Then it was stated that on studio strobes resistance is used to "weeken the effect of the flash". Nobody uses resistance in the discharge circuit to control light output. It is not practical. Most often the voltage on the photoflash capacitor is adjusted. Some units will also switch in different banks of capacitors to get more variation. And a few will use IGBT control just like in modern speedlights.

One concern that I have with the test is that it looks like the sensor ws driven into saturation and the resultant waveform looks distorted compared to what I have measured with a 580EX (not 580EX II).

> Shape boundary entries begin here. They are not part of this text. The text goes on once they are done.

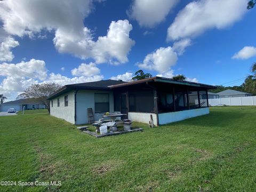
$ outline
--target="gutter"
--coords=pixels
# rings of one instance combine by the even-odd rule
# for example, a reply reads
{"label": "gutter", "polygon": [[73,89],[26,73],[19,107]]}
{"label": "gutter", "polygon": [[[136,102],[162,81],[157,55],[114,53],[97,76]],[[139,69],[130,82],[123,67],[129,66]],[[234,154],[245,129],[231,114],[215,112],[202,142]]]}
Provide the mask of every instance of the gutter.
{"label": "gutter", "polygon": [[78,89],[75,90],[75,125],[76,125],[76,94],[78,91]]}

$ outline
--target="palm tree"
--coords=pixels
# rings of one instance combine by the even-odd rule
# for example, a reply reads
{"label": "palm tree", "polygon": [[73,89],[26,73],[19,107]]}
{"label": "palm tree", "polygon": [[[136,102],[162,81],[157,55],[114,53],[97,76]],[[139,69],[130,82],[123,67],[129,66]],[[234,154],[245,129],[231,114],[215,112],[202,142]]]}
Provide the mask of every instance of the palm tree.
{"label": "palm tree", "polygon": [[5,99],[7,99],[6,97],[4,97],[3,94],[0,94],[0,103],[3,103]]}

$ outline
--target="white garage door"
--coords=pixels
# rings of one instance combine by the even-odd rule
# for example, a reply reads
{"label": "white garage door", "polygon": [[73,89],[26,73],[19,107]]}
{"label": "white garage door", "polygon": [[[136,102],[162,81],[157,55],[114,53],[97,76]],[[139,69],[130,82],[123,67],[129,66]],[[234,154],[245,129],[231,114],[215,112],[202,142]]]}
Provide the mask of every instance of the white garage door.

While it is implied that a shorter flash duration would be more desirable in some cases that may not be true as the color temperture of the light output can vary more with shorter durations.
Victor W. 7 years ago
I have to agree with some of the points Rudy made, (the man knows his stuff) I also haven't seen a studio flash use resistance to vary the flash output since the old Bowns monolites of the 1960's and 70's! (Studio flashes being far superior nowadays in controlling flash duration and importantly constant colour output with some rather clever circuitry).

I also have to agree with what looks like sensor saturation as Rudy pointed out and can lead to inaccuracies in your preliminary findings.

Maybe your point about 'spark gap' flash units being the major follow on interest......

As for the differences between the Canon and Yongnuo, again your findings were quite preliminary and seemed to be more concerned with flash duration rather than flash output.
Try popping the Canon at a lower power with 1 second intervals measuring each flash output and you'll see the Canon microprocessor and IGBT circuitry will accomodate the loss in continuous operation by lengthening the flash duration to achieve relative constant output. The Yongnuo will not come anywhere near that in functionality and flash output will actually decrease despite your setting........there's usually a good reason for a much lower price ;-)

However, most of us mere mortals will be hardly concerned which is just as well, you'll have a real nightmare when you start looking at colour vs power output! (Which is where many modern studio flash units win hands down.)
Mr. Speedlight 7 years ago
Then it was stated that on studio strobes resistance is used to "weeken the effect of the flash". Nobody uses resistance in the discharge circuit to control light output.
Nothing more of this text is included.